Railcar leasing earnings from operations were $22.9 million for the second quarter of 2016 compared to $19.1 million for the same period in 2015. This increase was due to the growth in the number of railcars in the Company’s lease fleet.

Railcar services earnings from operations were $3.1 million for the second quarter of 2016 compared to $3.9 million for the same period in 2015. This decrease was primarily due to costs associated with the ramp up of operations at our recently completed expansion projects as well as higher depreciation expenses and additional administrative support expenses to foster growth of this segment.

Selling, general and administrative expenses were $7.3 million for the second quarter of 2016 compared to $5.3 million for the same period in 2015. This $2.0 million increase was due primarily to lower consulting expense in the second quarter of 2015 as well as higher depreciation related to the Company’s new enterprise resource planning system in 2016.

Net earnings for the second quarter of 2016 were $19.9 million, or $1.02 per share compared to $33.0 million, or $1.54 per share, in the same period in 2015. This decrease was driven primarily by decreased consolidated earnings from operations, as discussed above.

EBITDA, adjusted to exclude share-based compensation expense (Adjusted EBITDA), was $50.4 million for the second quarter of 2016 compared to $68.5 million for the comparable quarter of 2015. The decrease resulted primarily from decreased earnings from operations as discussed above.
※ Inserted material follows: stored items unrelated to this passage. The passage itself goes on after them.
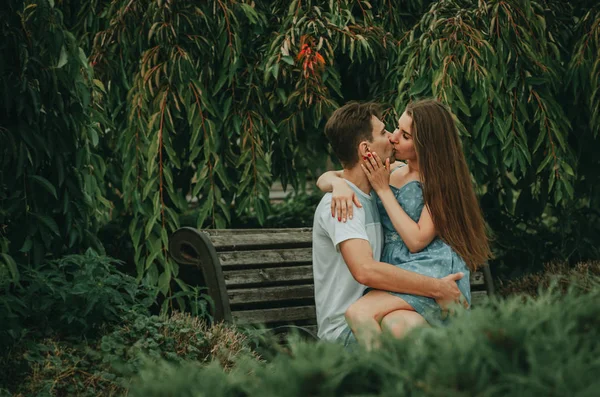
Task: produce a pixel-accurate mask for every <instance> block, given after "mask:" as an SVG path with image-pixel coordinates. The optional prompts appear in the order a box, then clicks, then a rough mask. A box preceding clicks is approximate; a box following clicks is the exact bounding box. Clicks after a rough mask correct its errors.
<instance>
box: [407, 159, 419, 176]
mask: <svg viewBox="0 0 600 397" xmlns="http://www.w3.org/2000/svg"><path fill="white" fill-rule="evenodd" d="M406 164H407V166H408V173H409V174H419V171H420V170H419V163H418V162H417V161H416V160H406Z"/></svg>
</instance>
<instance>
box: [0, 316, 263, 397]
mask: <svg viewBox="0 0 600 397" xmlns="http://www.w3.org/2000/svg"><path fill="white" fill-rule="evenodd" d="M241 355H243V356H244V357H246V358H250V359H254V360H255V359H256V358H257V357H256V355H255V354H254V353H252V352H251V351H250V349H249V347H248V343H247V339H246V337H245V336H244V335H243V334H241V333H239V332H238V331H236V330H234V329H232V328H229V327H226V326H224V325H222V324H220V325H216V326H213V327H208V326H207V325H206V323H204V322H203V321H200V320H198V318H197V317H191V316H189V315H182V314H174V315H172V316H168V317H167V316H147V315H143V314H137V315H131V316H128V317H126V318H124V321H123V322H122V323H121V324H119V325H118V326H113V327H110V328H107V329H105V330H104V335H100V336H98V337H95V338H91V339H88V340H86V341H82V340H81V339H59V338H56V337H53V338H45V339H40V340H35V341H27V343H20V344H18V345H16V346H14V347H13V348H12V349H11V350H10V351H9V352H8V353H7V354H3V355H2V356H1V357H0V370H1V372H0V373H1V375H0V394H1V393H2V391H3V389H2V388H4V390H5V391H10V392H12V393H14V394H15V395H27V396H29V395H50V396H57V395H69V396H71V395H77V396H98V395H102V396H113V395H123V394H124V391H125V390H126V389H127V387H128V383H129V379H131V378H132V377H133V376H134V375H135V374H137V373H138V372H139V371H140V370H141V369H143V368H145V367H147V366H148V365H152V363H154V362H156V361H157V360H158V361H159V362H161V363H171V364H181V363H183V362H190V361H193V362H195V363H196V364H197V365H206V364H208V363H211V362H215V363H218V365H220V366H221V367H222V368H224V369H229V368H231V366H232V365H233V364H234V363H235V361H236V359H237V357H238V356H241Z"/></svg>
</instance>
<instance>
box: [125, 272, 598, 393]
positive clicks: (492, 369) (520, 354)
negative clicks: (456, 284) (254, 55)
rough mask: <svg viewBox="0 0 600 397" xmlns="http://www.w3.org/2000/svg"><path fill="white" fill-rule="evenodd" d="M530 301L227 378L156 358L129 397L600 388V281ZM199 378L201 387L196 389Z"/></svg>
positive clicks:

A reconciliation of the Company’s net earnings to EBITDA and Adjusted EBITDA (both non-GAAP financial measures) is set forth in the supplemental disclosure attached to this press release.

Year-to-Date Results:

Consolidated revenues for the first six months of 2016 were $326.7 million compared to $455.8 million for the comparable period in 2015. The Company shipped 2,062 direct sale railcars and 285 railcars built for the Company’s lease fleet during the first six months of 2016 compared to 3,395 direct sale railcars and 1,670 railcars built for the lease fleet during the same period in 2015. Railcars built for the lease fleet represented 12% of ARI’s railcar shipments in the first six months of 2016 compared to 33% for the same period in 2015.
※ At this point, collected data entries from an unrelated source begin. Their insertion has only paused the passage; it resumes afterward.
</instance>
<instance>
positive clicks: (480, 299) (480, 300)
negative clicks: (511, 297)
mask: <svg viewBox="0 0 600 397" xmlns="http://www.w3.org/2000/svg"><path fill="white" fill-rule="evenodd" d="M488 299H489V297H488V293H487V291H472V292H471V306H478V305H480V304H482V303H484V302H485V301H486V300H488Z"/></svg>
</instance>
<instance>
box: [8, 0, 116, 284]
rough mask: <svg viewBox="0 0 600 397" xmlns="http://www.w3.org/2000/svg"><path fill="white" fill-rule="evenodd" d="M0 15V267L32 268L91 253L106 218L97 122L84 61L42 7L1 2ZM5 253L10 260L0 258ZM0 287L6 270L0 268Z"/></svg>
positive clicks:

Consolidated earnings from operations for the first six months of 2016 were $76.7 million, a decrease of 33% from $115.3 million for the comparable period in 2015. Consolidated earnings from operations for the first six months of 2016 and 2015 excluded $4.5 million and $60.9 million, respectively, of profit on railcars built for the lease fleet that is eliminated in consolidation. Operating margins were 23.5% for the first six months of 2016 compared to 25.3% for the same period of 2015. These decreases were primarily due to fewer direct sale shipments, as discussed above, more competitive pricing on both hopper and tank railcars and higher costs associated with the lower production rates at our tank railcar facility, partially offset by increased earnings due to the growth in the lease fleet.
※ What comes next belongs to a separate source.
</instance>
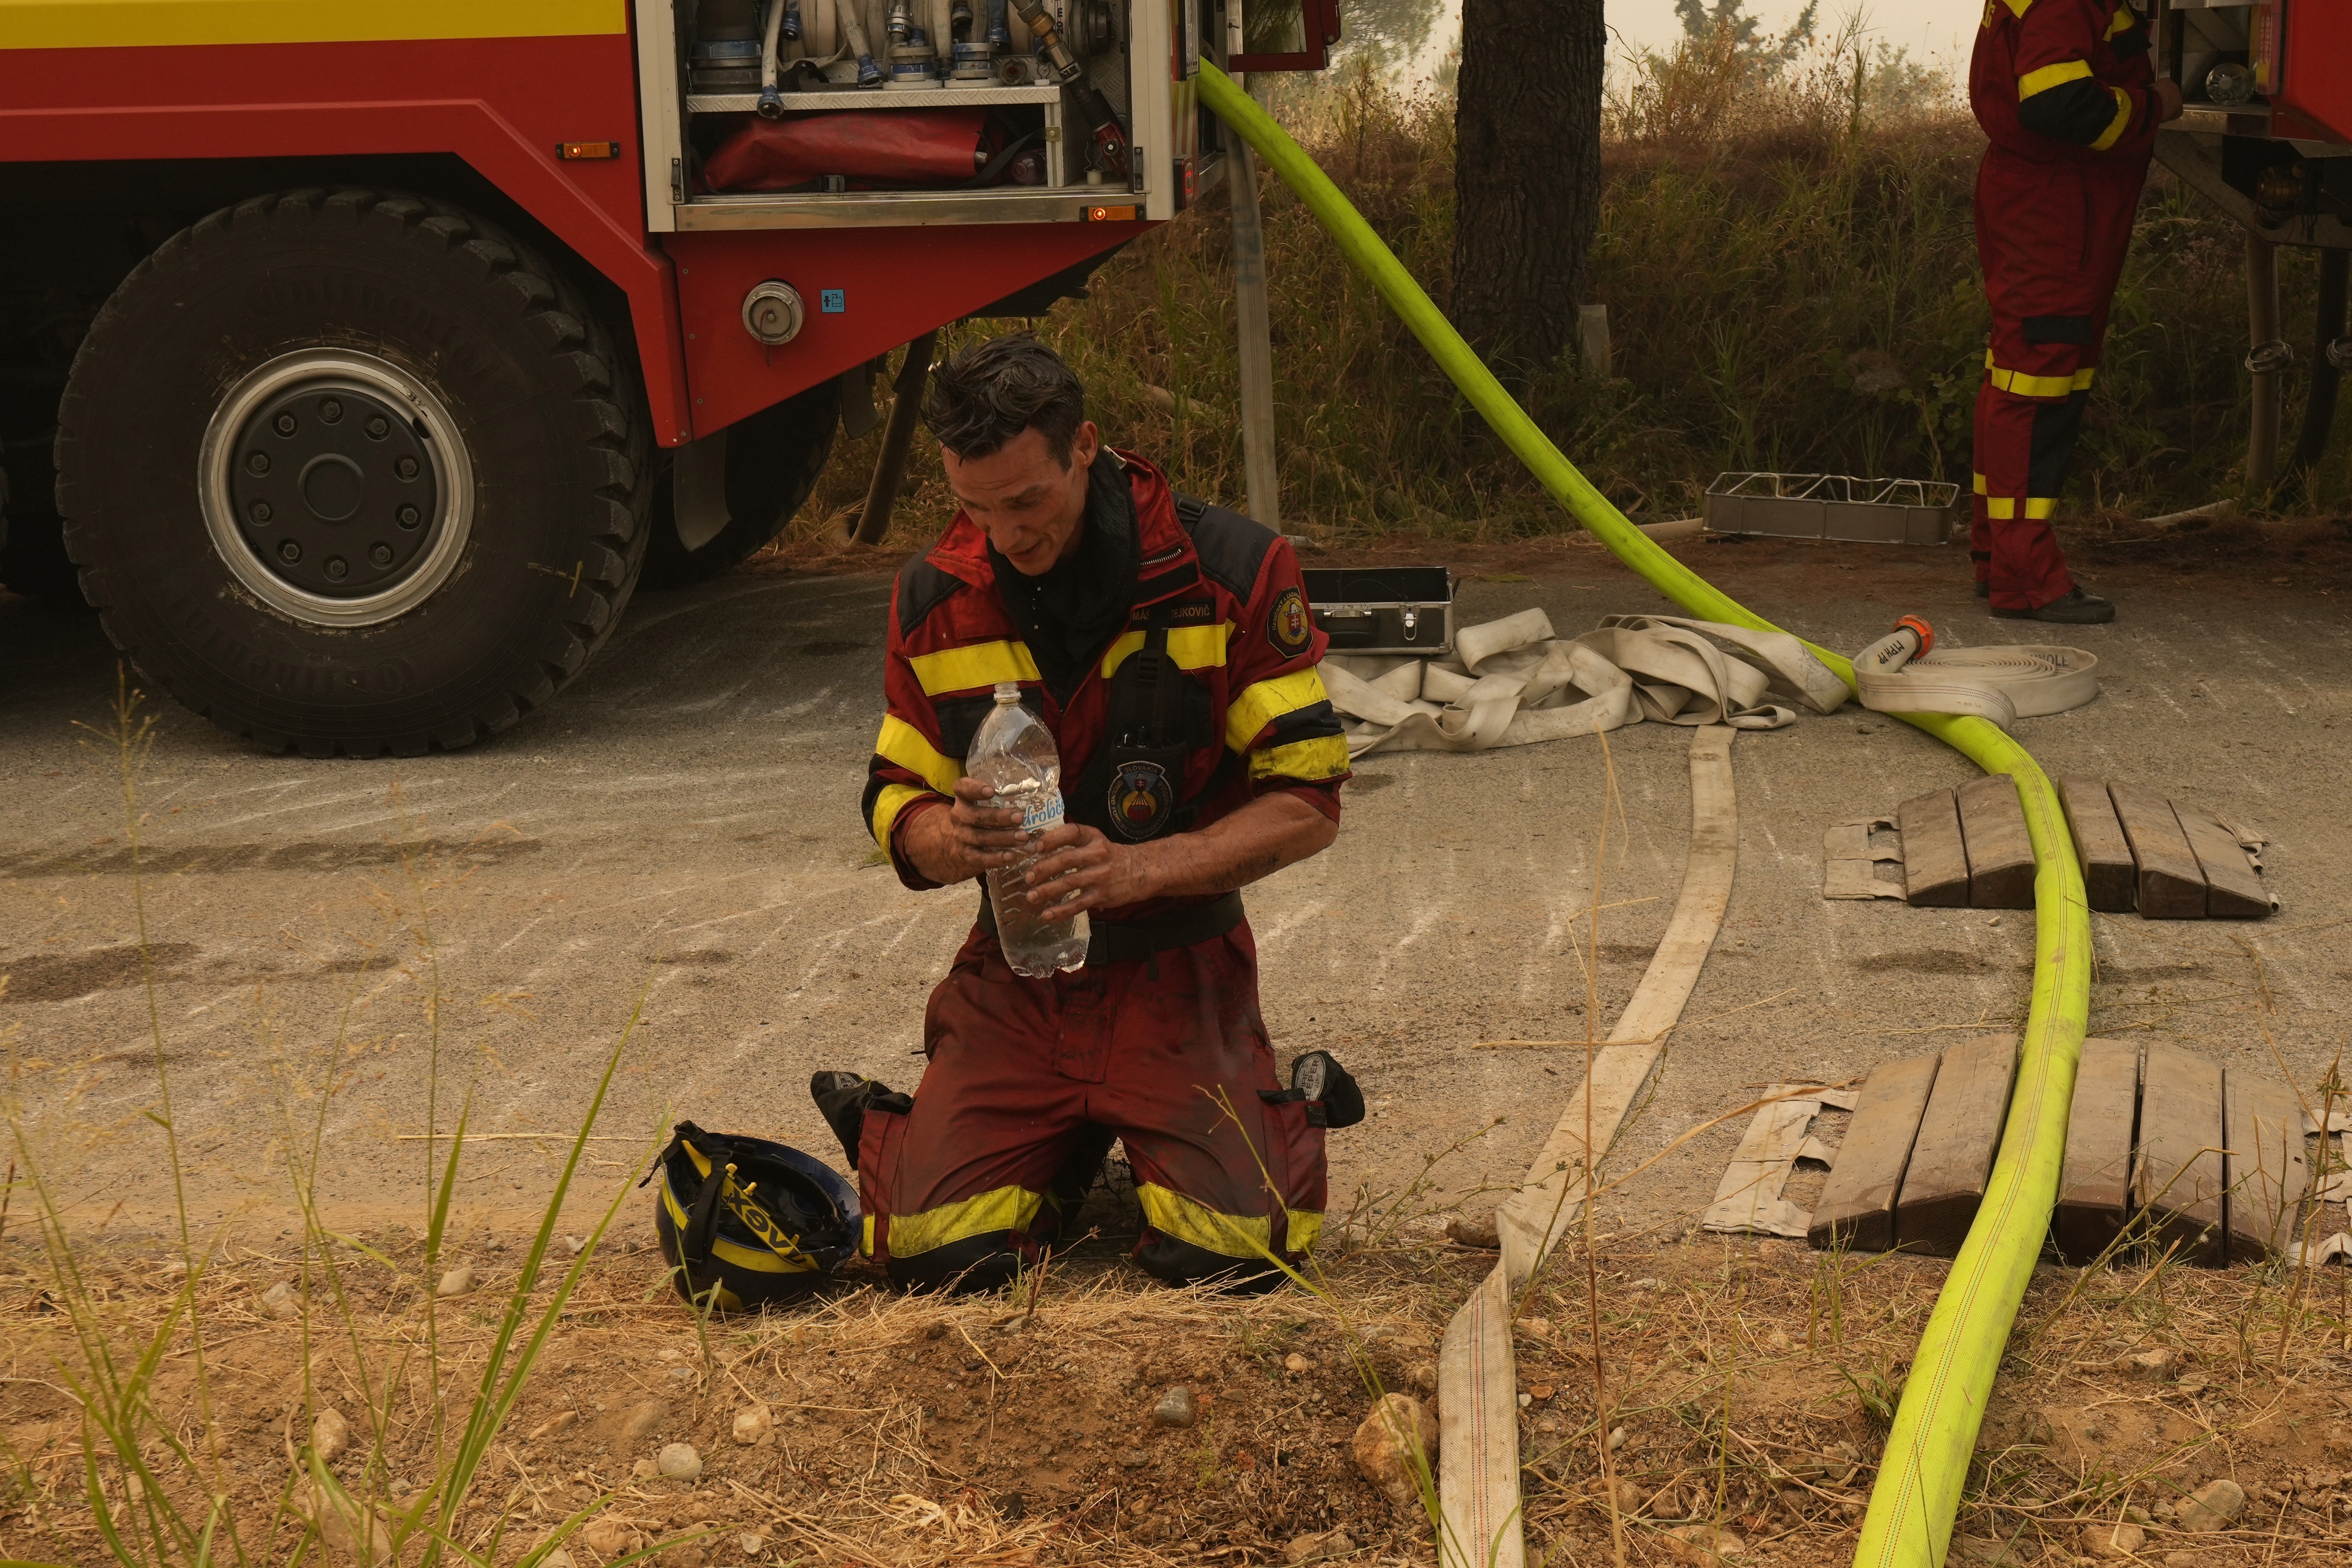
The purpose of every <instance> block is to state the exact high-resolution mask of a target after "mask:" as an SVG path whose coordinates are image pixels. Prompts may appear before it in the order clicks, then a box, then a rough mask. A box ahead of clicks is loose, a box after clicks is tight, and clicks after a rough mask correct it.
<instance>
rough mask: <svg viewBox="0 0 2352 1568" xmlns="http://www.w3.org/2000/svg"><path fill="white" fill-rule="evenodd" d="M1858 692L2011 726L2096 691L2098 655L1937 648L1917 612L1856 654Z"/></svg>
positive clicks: (2032, 650) (1985, 649)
Net earnings for the first six months of 2016 were $42.7 million, or $2.18 per share compared to $67.9 million, or $3.18 per share, for the comparable period in 2015, due to decreased earnings from operations and a reduction of $1.0 million from earnings from joint ventures as demand is tied to the industry’s new railcar demand.

Adjusted EBITDA was $104.9 million for the first six months of 2016, a decrease of $35.5 million from $140.5 million for the comparable period in 2015. The decrease resulted primarily from decreased consolidated earnings from operations, in addition to a reduction of earnings from joint ventures for the first six months of 2016 compared to the same period in 2015.